I understand that humans are selfish beings. We ignore everything not “me” or “mine,” and even slapping us in the face with community problems that need addressing probably will not motivate us to help one another. Though perhaps being selfish isn’t the only cause of this problem: people are also extremely lazy, and I mean extremely lazy. Exhibit A: the United States, instead of encouraging kids to exercise and eat healthy, redefined the tomato paste in pizza to count as a vegetable!

Back on topic though, it is apparently too taxing to press an extra key-binding or to turn a joystick and press a controller button in order to help another player.

It’s not for lack of options that you see this “lone wolf” play style in team games. In most games, the player who hates everyone but himself has plenty of options: Free for All modes in shooters, questing instead of doing dungeons for MMORPGS, and the versus AI mode for RTS games. I beg you, lone wolves of the gaming world, please pack up your selfish and lazy selves and move the three feet to those modes, where you can do anything you want to anyone you want, and meet only praise.

Want to shoot any other player that you see? That’s a good thing in Free for All. Don’t want to have to heal anyone but yourself? Quests don’t usually involve anyone but your lonely self wandering the vast wilderness of your favorite MMORPG. Tired of stupid teammates demanding resources or saying you shouldn’t be spawning nothing but overlords? Go play against the AI where you will never hear another word from your teammate ever again.

I am not a particularly angry person, I don’t get into many disputes, and I do not partake of this “rage-ing” often spoken of on the internet. But when I see a gamers in a team or objective setting, someone who chose to be there, ignoring the plight of their teammates or too busy shouting homophobic slurs to be bothered with standing next to a flag, I may or not want to join Professor Farnsworth from Futurama.

I might be placing too much blame on the human factor. Perhaps the games of the past have steered the path of gaming that a large portion of us just don’t see the point in teamwork. The FPS genre certainly merits some blame, as the Call of Duty franchise, one of the most successful in the genre, is a major source of frustration on the issue.

Compare with the real-time strategy genre, where teamwork is totally necessary to win, and hardcore gamers and professionals train together for extended periods of time to cover for each other’s faults.

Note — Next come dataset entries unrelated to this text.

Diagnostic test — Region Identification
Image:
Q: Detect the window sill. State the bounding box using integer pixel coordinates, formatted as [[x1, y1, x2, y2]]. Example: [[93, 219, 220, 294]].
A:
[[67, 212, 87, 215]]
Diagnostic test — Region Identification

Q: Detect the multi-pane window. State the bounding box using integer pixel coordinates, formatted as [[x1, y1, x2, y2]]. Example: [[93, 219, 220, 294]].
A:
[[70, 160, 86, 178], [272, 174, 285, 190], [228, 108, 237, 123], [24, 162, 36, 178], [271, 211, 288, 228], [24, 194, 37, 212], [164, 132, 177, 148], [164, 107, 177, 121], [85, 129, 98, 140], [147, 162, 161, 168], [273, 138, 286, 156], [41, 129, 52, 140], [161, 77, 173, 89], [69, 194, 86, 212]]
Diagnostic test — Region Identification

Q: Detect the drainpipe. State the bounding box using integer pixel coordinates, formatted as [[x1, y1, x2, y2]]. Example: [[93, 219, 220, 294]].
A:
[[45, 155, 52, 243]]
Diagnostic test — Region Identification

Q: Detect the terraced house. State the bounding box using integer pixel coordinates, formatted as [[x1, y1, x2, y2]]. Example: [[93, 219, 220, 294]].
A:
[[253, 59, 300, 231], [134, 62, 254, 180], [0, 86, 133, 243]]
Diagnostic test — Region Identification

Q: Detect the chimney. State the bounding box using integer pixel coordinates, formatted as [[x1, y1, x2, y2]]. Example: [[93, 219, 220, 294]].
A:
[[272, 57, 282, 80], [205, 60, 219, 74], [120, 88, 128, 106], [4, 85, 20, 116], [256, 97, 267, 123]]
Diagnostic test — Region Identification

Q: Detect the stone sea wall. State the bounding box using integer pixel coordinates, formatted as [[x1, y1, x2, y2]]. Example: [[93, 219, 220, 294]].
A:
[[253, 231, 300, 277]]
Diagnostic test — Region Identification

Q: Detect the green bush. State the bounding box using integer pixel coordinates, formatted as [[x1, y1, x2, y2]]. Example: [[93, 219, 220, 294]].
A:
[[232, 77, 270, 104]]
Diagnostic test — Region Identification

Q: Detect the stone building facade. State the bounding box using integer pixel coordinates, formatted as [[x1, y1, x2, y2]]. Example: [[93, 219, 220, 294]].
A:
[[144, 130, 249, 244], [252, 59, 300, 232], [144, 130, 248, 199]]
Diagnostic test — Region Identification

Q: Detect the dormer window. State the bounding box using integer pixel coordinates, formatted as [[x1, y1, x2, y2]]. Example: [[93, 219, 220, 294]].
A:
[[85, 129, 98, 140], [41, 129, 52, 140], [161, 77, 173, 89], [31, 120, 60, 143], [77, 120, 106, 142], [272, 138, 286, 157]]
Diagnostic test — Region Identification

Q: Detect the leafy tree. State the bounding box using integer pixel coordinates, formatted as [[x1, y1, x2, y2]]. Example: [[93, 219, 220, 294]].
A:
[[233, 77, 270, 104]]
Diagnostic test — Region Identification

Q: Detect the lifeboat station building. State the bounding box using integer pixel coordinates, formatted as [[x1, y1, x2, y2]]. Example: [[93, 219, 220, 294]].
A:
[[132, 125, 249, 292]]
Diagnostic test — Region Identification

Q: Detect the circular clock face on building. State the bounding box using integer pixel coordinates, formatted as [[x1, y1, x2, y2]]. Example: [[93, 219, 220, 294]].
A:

You know what? I figured it out. The one source of all my aches and woes about the lack of cooperation: Jenga. The accursed tower block game encourages everyone who plays it to care only for their own survival and to wish nothing but failure upon every other player.

If only Jenga , or maybe Operation or Parcheesi, had only encouraged us to work together, who knows what kind of world we would be living in? Curse you, family board games of our past! Curse you for making us all selfish and impossible teammates.